Granted: because of the manner in which the league MVP’s are decided, it is probably important to come up with a thick demarcation between these honors… but there are other ways to make that happen.
As a minimum, as I peruse the nominees for each team, it’s fairly evident that some players shouldn’t even have a chance here. They are all players who had solid seasons for their teams, to be sure, but some of these are simply not like the others.

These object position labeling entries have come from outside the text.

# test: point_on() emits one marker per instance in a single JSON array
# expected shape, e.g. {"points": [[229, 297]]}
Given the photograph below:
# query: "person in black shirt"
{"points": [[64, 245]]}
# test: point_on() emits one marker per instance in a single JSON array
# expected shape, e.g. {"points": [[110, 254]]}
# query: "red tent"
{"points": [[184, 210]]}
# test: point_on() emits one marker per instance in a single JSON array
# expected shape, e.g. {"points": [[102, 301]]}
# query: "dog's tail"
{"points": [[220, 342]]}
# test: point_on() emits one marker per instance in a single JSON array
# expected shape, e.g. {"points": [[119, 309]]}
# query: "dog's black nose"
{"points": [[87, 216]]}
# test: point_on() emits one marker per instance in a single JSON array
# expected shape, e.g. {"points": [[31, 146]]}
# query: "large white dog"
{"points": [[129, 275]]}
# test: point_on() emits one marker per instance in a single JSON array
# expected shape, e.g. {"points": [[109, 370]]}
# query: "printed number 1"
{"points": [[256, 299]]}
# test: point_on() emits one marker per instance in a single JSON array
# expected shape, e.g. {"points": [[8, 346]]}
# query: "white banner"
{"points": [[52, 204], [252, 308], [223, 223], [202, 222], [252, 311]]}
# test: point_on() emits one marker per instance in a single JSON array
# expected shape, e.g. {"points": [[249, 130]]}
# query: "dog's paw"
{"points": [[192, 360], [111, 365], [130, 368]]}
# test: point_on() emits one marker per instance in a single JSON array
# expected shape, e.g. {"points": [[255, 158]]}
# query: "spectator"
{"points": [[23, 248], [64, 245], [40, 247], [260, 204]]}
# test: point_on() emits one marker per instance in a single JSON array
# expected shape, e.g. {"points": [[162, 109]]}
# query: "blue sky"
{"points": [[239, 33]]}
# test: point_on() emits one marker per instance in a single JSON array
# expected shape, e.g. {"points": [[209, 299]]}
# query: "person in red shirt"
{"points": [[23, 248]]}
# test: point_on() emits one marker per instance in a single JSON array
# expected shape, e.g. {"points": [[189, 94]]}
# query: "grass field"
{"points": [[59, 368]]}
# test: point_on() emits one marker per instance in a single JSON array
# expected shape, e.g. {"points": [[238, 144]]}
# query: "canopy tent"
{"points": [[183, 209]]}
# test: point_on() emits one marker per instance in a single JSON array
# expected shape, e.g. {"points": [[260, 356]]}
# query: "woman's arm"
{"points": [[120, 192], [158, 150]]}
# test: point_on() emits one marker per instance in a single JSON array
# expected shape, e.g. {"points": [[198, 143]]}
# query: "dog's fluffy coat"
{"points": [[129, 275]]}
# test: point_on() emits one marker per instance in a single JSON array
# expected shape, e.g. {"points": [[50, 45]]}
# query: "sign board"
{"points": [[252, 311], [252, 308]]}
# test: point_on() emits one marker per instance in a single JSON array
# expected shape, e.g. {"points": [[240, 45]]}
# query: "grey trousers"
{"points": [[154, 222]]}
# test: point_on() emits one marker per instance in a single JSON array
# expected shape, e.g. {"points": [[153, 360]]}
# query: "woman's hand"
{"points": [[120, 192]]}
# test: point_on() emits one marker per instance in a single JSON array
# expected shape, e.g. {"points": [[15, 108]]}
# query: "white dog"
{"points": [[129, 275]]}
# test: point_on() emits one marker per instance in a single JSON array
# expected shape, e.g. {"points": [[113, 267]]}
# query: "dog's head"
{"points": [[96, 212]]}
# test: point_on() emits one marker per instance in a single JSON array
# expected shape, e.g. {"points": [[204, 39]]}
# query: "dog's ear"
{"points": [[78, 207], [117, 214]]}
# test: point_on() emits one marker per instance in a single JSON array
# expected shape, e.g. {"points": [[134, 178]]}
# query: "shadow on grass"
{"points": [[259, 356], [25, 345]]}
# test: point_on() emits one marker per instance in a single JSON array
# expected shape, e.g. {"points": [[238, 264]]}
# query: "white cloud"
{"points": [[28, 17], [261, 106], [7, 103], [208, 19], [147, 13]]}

Yet like the All-Star game, everybody gets to put a name into the hat for representation purposes.
Enough Ranting
Okay, so at least this is an award without pretense: while even Gold Gloves seem to be decided partly on offensive impact, this award is (supposed to be) solely about the player’s offensive output. Forget value, forget whether your team made the playoffs.
So we’re talking OPS, WAR, wRC+, average, homers, RBI, and maybe steals if you get desperate for a tie-breaker. It’s the big bats.
This year, there’s a bit of a quandry that the panel will have to deal with: Mike Trout won the OPS battle in the AL (and the wRC+ and hit .306), but missed about 30% of the season.
Aaron Judge played 155 games, was first in WAR, first in AL homers, and second in wRC+, RBI, and OPS. I’d have to give him the nod in the AL.
In the NL, Freeman faded in September while playing on about half a wrist, still finishing 4th in OPS.
Joey Votto hit .320, was 1st in OPS and wRC+, 1st in the offensive component of WAR. But he played in Cincy’s tiny park.
Giancarlo Stanton? First in homers and RBI (overall), 2nd in wRC+, and 2nd in OPS. He was second to Votto in that War/Offense number.
Charlie Blackmon was the best hitter and the only other NL candidate with 1.000 OPS or better. He WAR component was 4th (Kris Bryant was third), but the “Coors Effect” was real: 1.239 OPS at home; a pedestrian .784 on the road.
My vote: Stanton. Votto’s home/away splits were not dramatic (1.096 vs. .973 OPS), but I can’t let go of the parks that the Marlins frequent vs. those of the Reds.
That said, it’s practically a coin-flip, and either result would be defensible.
Still – it’s a vote, so if you think Freeman should be the winner, then make your voice heard… and despite everything above, I might still do that!